Proto-Indo-European Roots

Root/Stem: *ma'te'r-
Meanings:  a mother
Cognates (67):
Hellenic Greek me'te'r (a mother), Doric ma'te'r, New Greek metera
Italic Latin mater (a mother), Osc maatrei's, Umbr matrer;
Italian madre, Catalan mare, Spanish madre, Provencal maire, French mere, Brazilian mae, Portuguese mai
Celtic Common Celtic *ma'te'r, >
Gaulish matir (mother), Irish ma'thair (mother), Scottish ma'thair, Old Irish ma'thir, Welsh modryb (dame, aunt), Old Breton motrep (aunt), Breton moedreb (aunt)
Indic Sanskrit ma'ta' (a mother)
Dardic & Nuristani Kashmiri moju
Iranian Avestan ma'tar (a mother), Old Persian ma'dar
Ossetic mad, Baluchi math, Afghan mor, Tadzik modar, Persian madar, Waziri mor, mer
Tocharian Tocharic ma'car (a mother)
Armenian mair (a mother), gen. maur
Albanian motre" (a sister)
Germanic Common Germanic *mo'the'r, >
Old High German muoter, Old Icelandic modher, Old English mo'dor, Norse mo'thir, Old Low German mo'der, Old Frisian mo'ther, Old Saxon mo'dire (aunt), Middle High German mu"eder ,
Swedish mor, modor, German Mutter, Icelandic mooir, Norwegian mor, Danish moder, Faroese modir, Dutch & Afrikaans moeder
Baltic Common Baltic *mo'te' >
Lithuanian mote., motina (a woman), Latvian mate (a woman), Old Prussian mu'ti (a mother), pomatre (a step-mother), Sudovian ma'te' (a mother)

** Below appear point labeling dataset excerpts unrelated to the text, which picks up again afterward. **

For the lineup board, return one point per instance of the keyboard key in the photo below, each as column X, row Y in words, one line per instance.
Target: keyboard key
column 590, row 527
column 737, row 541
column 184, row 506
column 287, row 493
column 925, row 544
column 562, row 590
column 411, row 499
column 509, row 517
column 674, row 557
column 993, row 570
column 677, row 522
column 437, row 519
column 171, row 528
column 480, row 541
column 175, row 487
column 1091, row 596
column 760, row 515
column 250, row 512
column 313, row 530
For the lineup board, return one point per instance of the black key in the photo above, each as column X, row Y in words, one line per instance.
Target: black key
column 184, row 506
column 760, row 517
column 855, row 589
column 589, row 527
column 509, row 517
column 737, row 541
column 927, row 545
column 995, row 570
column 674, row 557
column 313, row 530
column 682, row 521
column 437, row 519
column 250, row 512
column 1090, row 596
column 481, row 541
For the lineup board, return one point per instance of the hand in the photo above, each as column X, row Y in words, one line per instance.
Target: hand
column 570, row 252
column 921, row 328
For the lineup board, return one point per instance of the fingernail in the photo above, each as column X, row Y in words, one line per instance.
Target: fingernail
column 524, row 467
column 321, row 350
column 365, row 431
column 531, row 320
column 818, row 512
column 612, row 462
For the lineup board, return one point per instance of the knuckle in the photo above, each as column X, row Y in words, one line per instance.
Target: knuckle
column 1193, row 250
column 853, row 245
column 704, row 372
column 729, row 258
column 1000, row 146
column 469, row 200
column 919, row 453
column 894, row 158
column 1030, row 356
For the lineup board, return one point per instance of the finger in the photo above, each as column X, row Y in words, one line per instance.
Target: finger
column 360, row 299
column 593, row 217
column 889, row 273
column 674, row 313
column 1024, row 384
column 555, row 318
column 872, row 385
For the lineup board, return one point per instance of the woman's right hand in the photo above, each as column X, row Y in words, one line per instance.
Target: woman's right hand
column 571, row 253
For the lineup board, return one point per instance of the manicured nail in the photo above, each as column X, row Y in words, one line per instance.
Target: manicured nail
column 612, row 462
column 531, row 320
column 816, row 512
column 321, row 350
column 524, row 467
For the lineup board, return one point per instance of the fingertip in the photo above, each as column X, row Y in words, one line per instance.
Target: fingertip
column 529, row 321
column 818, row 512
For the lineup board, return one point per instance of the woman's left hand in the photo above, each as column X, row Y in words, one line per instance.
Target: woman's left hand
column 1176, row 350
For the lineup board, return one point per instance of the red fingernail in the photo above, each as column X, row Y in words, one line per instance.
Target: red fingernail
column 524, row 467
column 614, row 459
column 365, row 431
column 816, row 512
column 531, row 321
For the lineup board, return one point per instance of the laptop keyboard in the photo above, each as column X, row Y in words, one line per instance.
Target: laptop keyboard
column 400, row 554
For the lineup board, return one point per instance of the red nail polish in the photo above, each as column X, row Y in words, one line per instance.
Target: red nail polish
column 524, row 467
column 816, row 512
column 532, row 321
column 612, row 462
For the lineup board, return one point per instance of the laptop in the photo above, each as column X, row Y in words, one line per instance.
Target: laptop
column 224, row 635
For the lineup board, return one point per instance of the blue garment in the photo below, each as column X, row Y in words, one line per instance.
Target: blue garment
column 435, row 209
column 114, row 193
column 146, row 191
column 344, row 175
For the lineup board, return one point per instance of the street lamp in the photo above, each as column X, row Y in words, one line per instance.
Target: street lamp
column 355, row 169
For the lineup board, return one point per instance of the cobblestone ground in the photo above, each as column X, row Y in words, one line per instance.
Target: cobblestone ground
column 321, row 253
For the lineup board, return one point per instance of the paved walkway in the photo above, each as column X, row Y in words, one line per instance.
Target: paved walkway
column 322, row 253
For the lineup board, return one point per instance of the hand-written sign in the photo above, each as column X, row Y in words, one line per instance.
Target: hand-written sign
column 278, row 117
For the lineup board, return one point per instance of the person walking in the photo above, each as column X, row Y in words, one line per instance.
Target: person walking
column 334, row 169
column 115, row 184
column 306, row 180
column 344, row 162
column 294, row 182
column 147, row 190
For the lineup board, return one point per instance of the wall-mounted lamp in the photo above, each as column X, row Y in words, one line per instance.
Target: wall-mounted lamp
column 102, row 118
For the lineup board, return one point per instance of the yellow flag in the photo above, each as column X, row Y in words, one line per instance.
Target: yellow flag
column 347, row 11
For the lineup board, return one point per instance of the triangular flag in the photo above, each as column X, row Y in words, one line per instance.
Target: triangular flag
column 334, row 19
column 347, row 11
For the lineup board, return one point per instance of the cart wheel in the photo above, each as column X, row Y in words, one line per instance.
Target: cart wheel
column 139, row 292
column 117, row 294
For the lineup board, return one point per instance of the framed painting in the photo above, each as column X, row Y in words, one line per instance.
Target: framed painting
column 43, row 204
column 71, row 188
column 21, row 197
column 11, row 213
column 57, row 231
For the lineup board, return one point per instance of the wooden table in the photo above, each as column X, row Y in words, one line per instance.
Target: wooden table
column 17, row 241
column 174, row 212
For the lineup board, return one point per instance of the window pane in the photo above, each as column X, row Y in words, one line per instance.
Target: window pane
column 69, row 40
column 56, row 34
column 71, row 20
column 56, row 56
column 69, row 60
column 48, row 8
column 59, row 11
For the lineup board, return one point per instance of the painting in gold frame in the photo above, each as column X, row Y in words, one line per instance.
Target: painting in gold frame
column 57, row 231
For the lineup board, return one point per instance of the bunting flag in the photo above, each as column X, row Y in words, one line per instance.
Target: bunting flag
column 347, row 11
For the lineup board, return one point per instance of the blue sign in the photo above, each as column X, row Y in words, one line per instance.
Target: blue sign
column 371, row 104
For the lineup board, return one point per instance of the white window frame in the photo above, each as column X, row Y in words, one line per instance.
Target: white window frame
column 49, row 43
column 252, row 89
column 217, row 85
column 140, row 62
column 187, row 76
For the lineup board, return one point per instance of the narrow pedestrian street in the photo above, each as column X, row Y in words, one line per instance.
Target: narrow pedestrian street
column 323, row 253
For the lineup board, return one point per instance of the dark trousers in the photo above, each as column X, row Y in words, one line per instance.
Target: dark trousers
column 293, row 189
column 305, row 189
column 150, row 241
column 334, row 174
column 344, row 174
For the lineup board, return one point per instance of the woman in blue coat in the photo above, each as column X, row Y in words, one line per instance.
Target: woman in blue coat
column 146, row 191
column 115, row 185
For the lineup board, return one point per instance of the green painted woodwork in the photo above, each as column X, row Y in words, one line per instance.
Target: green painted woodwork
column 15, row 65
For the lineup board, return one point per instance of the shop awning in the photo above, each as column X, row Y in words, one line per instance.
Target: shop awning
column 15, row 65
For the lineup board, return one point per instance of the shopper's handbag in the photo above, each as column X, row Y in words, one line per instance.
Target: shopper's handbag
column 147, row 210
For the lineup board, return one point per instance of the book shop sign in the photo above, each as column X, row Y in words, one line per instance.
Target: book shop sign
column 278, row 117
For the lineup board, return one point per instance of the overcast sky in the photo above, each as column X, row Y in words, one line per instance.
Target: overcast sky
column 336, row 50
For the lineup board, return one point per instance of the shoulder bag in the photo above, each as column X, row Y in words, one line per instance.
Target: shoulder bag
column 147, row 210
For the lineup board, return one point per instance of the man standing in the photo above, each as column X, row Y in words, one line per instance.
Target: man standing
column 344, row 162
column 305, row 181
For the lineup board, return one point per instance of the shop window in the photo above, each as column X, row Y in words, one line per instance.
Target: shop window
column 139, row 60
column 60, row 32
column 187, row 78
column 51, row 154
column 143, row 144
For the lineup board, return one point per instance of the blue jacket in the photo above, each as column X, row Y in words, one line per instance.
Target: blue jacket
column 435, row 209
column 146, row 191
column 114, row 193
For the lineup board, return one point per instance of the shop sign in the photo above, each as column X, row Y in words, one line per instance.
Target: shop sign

Slavic Common Slavic *mati (a mother), >
Ukrainian & Bulgarian & Serbo-Croatian & Slovene & Czech mati, Slovak & Russian mat', Belorussian & Polish & Upper Sorbian mac', Lower Sorbian mas' (a mother)
Notes: Again one of the most famous Indo-European words. Maybe Jakob Grimm and Rasmus Rask invented comparative linguistic staring at a table like this. 
Semantically this stem not everywhere denotes the mother - Albanian sister, Breton aunt, but as a whole the root is rather simple.
*Note: Old English and other ancient Germanic tongues used a special runes where we write th, dh here. Our th is like in thin, our dh reads like this.